By the time the Catholic Council of Trent began to wind down its deliberations and adjourn in 1563, its bishops endorsed an overhaul of sacred worship to be undertaken by the pope. This overhaul was disciplinary, not doctrinal. Nothing of the essence of the sacraments was changed. All the same, the practices and denunciations of Catholic worship from Protestant voices prompted the Church to look at its present-day worship in a new light. The overarching goals of Church reform were unity (in the face of a fractured European religious landscape) and centralized authority—that the control of worldwide Catholicism in its worship and devotion would be carefully scrutinized and legitimized by Rome.
It is rather amazing, looking back today, on the lack of centralization in Catholic worship and life. For starters, there was no “big red book,” the large prayer book that sits on the altar of your parish church at every Mass with the official prayers of the Mass for that day. The red book is officially called the Roman Missal, and appropriately so, for it is a descendant of the Missal of Pope Pius V after the Council of Trent. Pius V’s Missal is also known as the “Tridentine Mass” (from the Council of Trent) and a fair number of Catholics hold that Pius V’s text should remain in place even today, arguing that the Mass of Vatican II (1970) is rife with serious errors.
Although difficult for us to imagine today, by the time of the Reformation it seems that every diocese, religious community, and locale had its own formula for Mass. The essentials were generally observed, most notably the formula of the priest in consecrating the host, “hoc est corpus meum” or “this is my body.” [The slang term for magic, “hocus pocus,” is derived from this consecration phrase by detractors of the Church.] But each entity of the Church had its own way of celebrating Mass, and given the limitations of travel at the time, each locale’s sacramental rites would become imbedded over time in a particular matrix of favorite saints and devotions, not to mention shrines and cathedrals. There was little control of the liturgical calendar; one of the reforms of the Missal of Pius X was limiting the number of saints’ observances to about 160 per year. The major liturgical seasons would get lost in the flurry of local observances.
A unity of worship was a sign of cohesive belief among Catholics, an effective rebuttal to the disunion among the various streams and stages of the Reformational church communities. Another very effective “sign” in reforming the Catholic Church in the face of attack was emphasis upon the very things that Protestant reformers had attacked. For example, Luther and Calvin were in general agreement that man, by his efforts, could not win salvation. So the Catholic Church—by the power of the new printing presses and the act of canonization—put considerable emphasis upon publicizing the great men and women of the age whose lives of courage and charity indeed won for them a place in heaven. There was no shortage of such men and women—from Teresa of Avila to Ignatius Loyola to Francis de Sales. The seventeenth century thus became the golden age of the Lives of the Saints.
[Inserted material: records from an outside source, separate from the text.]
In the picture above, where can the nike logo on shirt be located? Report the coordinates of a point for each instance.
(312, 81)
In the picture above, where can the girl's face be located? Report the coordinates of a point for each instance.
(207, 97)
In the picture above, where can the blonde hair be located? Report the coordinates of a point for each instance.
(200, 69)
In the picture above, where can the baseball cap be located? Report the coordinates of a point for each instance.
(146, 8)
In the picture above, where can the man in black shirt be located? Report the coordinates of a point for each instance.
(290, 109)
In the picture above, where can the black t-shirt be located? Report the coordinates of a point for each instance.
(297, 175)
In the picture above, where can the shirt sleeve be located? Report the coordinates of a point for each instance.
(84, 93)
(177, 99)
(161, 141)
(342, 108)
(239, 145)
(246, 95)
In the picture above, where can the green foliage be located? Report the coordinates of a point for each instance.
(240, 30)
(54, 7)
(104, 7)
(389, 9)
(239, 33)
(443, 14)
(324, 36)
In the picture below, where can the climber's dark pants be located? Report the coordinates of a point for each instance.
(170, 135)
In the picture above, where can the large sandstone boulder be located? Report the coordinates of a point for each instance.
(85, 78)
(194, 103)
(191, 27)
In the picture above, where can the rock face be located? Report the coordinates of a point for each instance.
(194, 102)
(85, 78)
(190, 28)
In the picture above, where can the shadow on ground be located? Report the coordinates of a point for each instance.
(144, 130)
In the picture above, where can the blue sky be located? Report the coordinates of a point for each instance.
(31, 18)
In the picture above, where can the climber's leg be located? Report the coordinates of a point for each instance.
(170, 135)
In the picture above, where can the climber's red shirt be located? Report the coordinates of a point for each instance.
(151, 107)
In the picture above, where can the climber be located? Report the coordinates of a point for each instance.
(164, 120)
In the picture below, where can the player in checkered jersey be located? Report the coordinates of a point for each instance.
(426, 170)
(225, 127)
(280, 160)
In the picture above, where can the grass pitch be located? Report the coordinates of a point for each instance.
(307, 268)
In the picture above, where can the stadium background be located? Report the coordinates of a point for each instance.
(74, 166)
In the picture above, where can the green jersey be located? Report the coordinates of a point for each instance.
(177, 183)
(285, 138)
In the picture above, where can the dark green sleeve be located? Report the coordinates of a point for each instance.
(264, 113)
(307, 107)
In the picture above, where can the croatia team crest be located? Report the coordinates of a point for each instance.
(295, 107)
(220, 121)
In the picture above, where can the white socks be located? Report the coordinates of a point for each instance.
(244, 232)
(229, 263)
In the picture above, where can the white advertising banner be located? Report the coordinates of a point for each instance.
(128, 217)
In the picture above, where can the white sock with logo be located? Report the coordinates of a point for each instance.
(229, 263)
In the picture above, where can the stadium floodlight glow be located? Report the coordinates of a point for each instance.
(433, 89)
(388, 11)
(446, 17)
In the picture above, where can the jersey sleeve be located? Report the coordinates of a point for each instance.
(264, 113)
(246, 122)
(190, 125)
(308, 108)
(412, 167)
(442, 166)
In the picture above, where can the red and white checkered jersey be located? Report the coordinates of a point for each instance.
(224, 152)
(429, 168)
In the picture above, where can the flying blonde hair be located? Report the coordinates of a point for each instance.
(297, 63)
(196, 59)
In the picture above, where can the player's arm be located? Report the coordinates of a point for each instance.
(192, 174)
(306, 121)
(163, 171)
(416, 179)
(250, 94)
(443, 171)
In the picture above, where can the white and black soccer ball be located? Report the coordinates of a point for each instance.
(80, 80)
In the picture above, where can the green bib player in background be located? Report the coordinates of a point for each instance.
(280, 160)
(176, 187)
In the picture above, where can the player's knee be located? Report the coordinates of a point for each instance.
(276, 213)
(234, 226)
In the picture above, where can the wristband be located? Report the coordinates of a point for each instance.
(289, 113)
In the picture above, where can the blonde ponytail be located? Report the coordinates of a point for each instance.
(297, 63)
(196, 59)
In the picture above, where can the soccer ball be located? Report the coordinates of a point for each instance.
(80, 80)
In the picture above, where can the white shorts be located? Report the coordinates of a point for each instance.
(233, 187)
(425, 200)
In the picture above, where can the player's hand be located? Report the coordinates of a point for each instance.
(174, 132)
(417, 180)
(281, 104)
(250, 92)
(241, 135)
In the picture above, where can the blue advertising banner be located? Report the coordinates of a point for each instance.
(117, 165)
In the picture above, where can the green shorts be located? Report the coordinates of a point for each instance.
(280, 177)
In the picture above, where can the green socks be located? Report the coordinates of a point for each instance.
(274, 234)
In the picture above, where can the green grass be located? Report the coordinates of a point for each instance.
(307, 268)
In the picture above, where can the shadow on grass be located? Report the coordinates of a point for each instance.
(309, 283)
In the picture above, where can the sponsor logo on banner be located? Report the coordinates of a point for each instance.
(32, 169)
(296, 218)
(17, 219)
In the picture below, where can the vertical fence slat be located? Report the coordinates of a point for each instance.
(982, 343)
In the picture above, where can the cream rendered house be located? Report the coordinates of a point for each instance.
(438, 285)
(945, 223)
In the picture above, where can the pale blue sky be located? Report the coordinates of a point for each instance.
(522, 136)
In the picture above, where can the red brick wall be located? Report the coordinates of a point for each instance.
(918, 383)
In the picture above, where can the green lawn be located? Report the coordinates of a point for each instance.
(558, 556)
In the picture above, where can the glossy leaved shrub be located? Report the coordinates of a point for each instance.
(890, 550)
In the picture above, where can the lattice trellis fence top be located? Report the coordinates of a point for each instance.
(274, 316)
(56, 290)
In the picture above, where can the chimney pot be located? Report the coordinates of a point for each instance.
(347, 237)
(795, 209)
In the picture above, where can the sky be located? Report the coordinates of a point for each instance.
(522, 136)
Given that there had been excesses in the cult of saints, Rome exercised considerable care and vetting into the historical and spiritual candidates for sainthood. In fact, after the Council of Trent the Inquisition gradually converted into the Holy Office, one of the significant Vatican bodies in the pope’s cabinet, so to speak. Employing the tools of the Renaissance historians, the Holy Office, to the best of its power, attempted to separate the historical from the hysterical. An interesting example of this is the case of a religious sister companion of St. Teresa of Avila, who claimed that the Blessed Mother had appeared to her on many occasions and had dictated her autobiography. The good sister was never canonized. The canonization process was strict, calling forth numerous witnesses and demanding proof of miracles, a protocol that is still in place today.
Another “sign” or optic of the time was the emergence of religious devotions in a sort of contradiction to Protestant attack. Often these new devotions were inflamed by the unique mystical experience of a particular individual. Perhaps the most famous example is St. Margaret Mary Alacoque, the visionary who experienced visions of Jesus in the persona of his suffering heart. This is the origin of the Feast of the Sacred Heart, a title very closely related to the Eucharistic Presence. It is from St. Margaret that the novena of First Friday Communions survives today. Similar new devotions to the Holy Eucharist and the Virgin Mary developed in the years after Trent, though the Church was cautious to examine any claim to mystical visions for the orthodoxy and content of the message.
In a very real sense the post-Reformation Catholic Church brought unity and reform to the sacramental rites, and a much needed oversight to local excesses and aberrations. That said, the new denominational challenges brought a fresh piety and energy to the Church. In this sense, the entire Church as “sacramental sign” took up new color.